Sie sagen, die Figur des Paul Bogenschütz wäre so eine Art „King Lear“. Was meinen Sie damit?

Natürlich steckt in der Geschichte des 90jährigen Seniorchefs Paul Bogenschütz, der sich am Ende seines Lebens mit seinem Sohn Michael und seinen Töchtern Marlies und Marianne streitet, auch ein wenig die uralte Geschichte vom alten König. Vereinfacht gesagt blickt der König, der Häuptling, der Stammesführer in diesen Geschichten an seinem Lebensabend auf seine Kinder und fragt sich, wer für die Zukunft gewappnet ist. So gesehen ähnelt die Figur des Paul Bogenschütz sicher „King Lear“, der bekannten Königsgeschichte von Shakespeare.  Paul gibt seinen Kindern auch seine Lebenserfahrungen weiter. Die wichtigste ist sicher: Nie wieder Krieg. Wenn ich mir etwas wünschen dürfte, dann dass wir aus den Fehlern der Generation Paul gelernt haben. Gleichzeitig wünsche ich mir, dass wir die Generation nicht vergessen. Viele Probleme die wir heute haben wirken, verglichen mit den unglaublichen Herausforderungen der Wirtschaftswundergeneration, lösbar.

Wie würden Sie die Kinder Bogenschütz in einem Satz beschreiben?

Mit Michael, Marlies, Marianne und Matthias Bogenschütz wird das moderne Deutschland erzählt und die positiven Entwicklungen der letzten Jahrzehnte bei uns spürbar gemacht: größere Weltoffenheit und persönliche Freiheit, moderne Lebenskonzepte und individuelle Lebensgestaltung. Aber Paul hat bis jetzt nur zwei Enkel, was ihn ärgert.

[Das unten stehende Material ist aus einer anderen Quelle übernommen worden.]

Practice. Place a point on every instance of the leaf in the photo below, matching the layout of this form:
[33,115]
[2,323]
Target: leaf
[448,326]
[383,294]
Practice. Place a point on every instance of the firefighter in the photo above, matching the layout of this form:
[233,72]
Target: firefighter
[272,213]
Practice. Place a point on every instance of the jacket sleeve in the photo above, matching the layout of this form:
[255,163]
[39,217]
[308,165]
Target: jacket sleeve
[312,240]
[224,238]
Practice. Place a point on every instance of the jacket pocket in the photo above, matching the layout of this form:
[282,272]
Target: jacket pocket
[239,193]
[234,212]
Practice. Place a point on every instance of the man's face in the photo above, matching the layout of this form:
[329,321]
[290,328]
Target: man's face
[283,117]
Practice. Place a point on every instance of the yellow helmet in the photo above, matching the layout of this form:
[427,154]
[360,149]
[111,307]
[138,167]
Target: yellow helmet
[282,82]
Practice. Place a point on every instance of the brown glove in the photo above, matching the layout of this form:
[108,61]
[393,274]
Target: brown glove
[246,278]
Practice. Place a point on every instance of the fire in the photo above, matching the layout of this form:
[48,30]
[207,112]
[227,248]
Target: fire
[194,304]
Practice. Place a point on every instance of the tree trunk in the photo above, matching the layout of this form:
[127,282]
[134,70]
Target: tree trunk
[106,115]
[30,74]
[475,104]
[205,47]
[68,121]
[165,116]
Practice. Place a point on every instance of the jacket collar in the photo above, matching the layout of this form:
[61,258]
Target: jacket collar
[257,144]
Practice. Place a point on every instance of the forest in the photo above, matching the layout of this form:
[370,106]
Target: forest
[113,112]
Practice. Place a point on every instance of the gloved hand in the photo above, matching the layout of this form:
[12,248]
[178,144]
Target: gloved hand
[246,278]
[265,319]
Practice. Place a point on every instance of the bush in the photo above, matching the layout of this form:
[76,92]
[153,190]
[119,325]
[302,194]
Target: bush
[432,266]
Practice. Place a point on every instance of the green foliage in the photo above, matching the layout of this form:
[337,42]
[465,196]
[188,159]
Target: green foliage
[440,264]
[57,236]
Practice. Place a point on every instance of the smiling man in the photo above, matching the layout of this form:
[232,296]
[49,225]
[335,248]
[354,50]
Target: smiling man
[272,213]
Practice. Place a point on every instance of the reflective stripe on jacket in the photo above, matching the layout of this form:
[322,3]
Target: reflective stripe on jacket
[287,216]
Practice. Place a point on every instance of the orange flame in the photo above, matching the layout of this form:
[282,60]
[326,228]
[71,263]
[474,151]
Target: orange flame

Wie war die Zusammenarbeit mit Christoph Bach (Michael Bogenschütz)?

Christoph Bach ist in Gomaringen aufgewachsen, nicht weit entfernt vom Drehort Hechingen. Er kennt die Mentalität der Menschen dort aus eigener Erfahrung und spricht die schwäbische Sprache. Wir kennen uns aus Berlin und wir haben uns schon während der Drehbucharbeit immer wieder getroffen. Ich hatte immer den Eindruck Christoph versteht den Humor des Buches und was ich da erzählen will.

Der Michael Bogenschütz ist eine sehr schwierige Rolle: Einerseits ist es die Hauptrolle, andererseits muss die Figur gegen den übermächtigen Vater anspielen, dem das Drehbuch viel Raum gibt. Und wer will schon mit Michael tauschen? Michael hält für die Familie die Stellung in Hechingen und ist der Einzige, der sich mit den Chinesen auskennt und weiß, was wirtschaftlich eigentlich abgeht. Seine Geschwister und sein Vater reden aber immer mit und wissen es besser. Als wir in Shanghai gedreht haben, waren im Hotel einige schwäbische Unternehmer, die dem Michael Bogenschütz sehr ähnelten und die, wie er, regelmäßig in China sind. Es hat Spaß gemacht tagsüber den Film zu drehen und abends an der Hotelbar den „realen Michael Bogenschütz“ zu treffen. Christoph und ich, wir zwinkerten uns dann nur zu und wussten „genau so“.

Inka Friedrich als Marlies Bogenschütz spricht als Einzige in der Familie badisch. Wie kam es dazu?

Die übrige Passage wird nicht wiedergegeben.